CHAPTER 1. HISTORY OF THE STUDY OF THE QUARTERLY

Mammals of the Middle and Lower Volga.

Faunistic complexes of the Neopleistocene of the Volga region.

CHAPTER 2. MATERIAL AND RESEARCH METHODS.

CHAPTER 3. SYSTEMATIC PART. DESCRIPTION OF TAXONS.L

Squad Proboscidea Iliger, 1811 - Proboscis.

Elephantidae Gray family, 1821 - Elephant.

PERFORMANCE Perissodactyla Owen, 1848 - Equidrops.

Family Equidae Gray, 1821 - Horses.

Family Rhinocerotidae Owen, 1845 - Rhinos.

Squad Artiodactyla Owen, 1848 - Artiodactyls.

Family Camelidae Gray, 1821 - Camelids.

Family Cervidae Gray, 1821 - Deer.

Family Bovidae Gray, 1821 - Bovids.

CHAPTER 4. FEATURES OF THE TERRITORIAL AND

STRATIGRAPHIC DISTRIBUTION OF LARGE MAMMALS OF THE MIDDLE AND LOWER VOLGA REGION IN

CHAPTER 5. FAUNISTIC GROUPS AND PALOELANDSCAPES OF MIDDLE AND LATER

5L. Characteristics of faunal groups.

5.1.1. Middle Neopleistocene.

5.1.1.1. Forest groups of large mammals.

5.1.1.2. Forest-steppe groups of large mammals.

5.1.1.3. Steppe groups of large mammals.

5L. 2. Late Neopleistocene.

5.1.2.1. Forest groups of large mammals.

5.1.2.2. Forest-steppe groups of large mammals.

5.1.2.3. Steppe groups of large mammals.

5.2. Dynamics of Neopleistocene communities and the natural environment of the Middle and Lower Volga.

CHAPTER 6. FEATURES OF THE MIDDLE-PRICE

Introduction of a dissertation (part of an abstract) on the topic “Large mammals of the second half of the Neopleistocene of the Middle and Lower Volga Region”

The relevance of research. Large terrestrial mammals were the most characteristic representatives of the terrestrial fauna of the vertebrate Quaternary period. Changes in their species composition, abundance, and ranges reflect both global changes in biotic processes and natural conditions in general, and changes in local landscape settings. Despite many years of research on mammals in European Russia, the data on the Volga region are very incomplete and require substantial revision, additions and systematization. In particular, the revision and synthesis of the vast material accumulated over many decades in regional and local local history museums of the Middle and Lower Volga region was urgently needed. Scientific processing of this material, clarification of geochronological dates, species composition and abundance of large mammals, allows for the first time to solve a number of issues related to the spatial differentiation of the Volga community of large mammals. This, in turn, makes it possible to identify the landscape and climatic features of the region and to trace their changes over the Quaternary.

Purpose of work. Revealing the spatial differentiation of the community of large mammals in the Middle and Lower Volga region, studying the dynamics of its species and ecological composition during the Middle and Late Neopleistocene.

1. Revision of literature and stock data on all known locations of large mammals of the Middle and Lower Volga region, including materials from typical locations.
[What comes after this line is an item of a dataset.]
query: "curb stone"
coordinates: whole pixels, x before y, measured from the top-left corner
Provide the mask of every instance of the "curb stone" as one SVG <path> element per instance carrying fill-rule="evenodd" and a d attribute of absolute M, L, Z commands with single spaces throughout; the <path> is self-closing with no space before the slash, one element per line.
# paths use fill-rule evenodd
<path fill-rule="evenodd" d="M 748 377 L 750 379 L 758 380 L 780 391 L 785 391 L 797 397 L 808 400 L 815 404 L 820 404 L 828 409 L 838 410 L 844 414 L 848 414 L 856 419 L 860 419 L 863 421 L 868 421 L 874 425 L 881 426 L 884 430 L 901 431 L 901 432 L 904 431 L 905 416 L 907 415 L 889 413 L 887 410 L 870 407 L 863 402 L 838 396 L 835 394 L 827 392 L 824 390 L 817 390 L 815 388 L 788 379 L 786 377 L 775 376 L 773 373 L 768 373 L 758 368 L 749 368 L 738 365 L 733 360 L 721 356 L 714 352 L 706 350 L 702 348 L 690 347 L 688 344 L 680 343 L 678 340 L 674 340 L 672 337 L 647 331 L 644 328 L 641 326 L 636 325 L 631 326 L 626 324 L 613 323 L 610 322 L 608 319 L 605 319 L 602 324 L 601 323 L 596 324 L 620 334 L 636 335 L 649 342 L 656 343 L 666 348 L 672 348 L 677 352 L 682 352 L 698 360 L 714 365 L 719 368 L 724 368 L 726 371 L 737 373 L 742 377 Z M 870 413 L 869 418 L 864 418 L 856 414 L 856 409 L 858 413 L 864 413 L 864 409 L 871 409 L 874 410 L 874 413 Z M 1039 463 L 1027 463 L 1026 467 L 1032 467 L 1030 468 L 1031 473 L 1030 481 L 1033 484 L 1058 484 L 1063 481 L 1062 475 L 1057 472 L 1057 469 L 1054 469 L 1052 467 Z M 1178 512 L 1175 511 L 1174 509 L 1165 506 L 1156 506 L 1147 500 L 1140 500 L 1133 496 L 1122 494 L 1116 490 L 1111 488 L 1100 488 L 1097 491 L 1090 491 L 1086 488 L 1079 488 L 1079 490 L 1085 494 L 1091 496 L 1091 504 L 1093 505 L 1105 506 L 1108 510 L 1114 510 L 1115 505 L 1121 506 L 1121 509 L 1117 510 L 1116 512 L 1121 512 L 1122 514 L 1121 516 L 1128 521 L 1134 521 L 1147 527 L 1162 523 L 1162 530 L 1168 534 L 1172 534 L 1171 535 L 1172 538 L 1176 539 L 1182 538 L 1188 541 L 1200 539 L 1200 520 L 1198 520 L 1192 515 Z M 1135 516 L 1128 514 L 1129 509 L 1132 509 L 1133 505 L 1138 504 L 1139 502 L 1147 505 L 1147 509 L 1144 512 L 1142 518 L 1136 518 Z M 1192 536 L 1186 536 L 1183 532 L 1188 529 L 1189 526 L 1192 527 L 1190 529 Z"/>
2. Revision of age dates and the systematic composition of the collection materials of the Volga region local history museums, as well as private collections, and the specification of the species composition of the Middle and Late Neopleistocene mammals of the region.

3. Analysis of the species composition and abundance of the Middle and Late Neopleistocene large mammals by location and the identification of local faunal groups characteristic of different regions of the Middle and Lower Volga.

4. Identification of the ecological specifics of the Volga community of large mammals in the Middle and Late Neopleistocene.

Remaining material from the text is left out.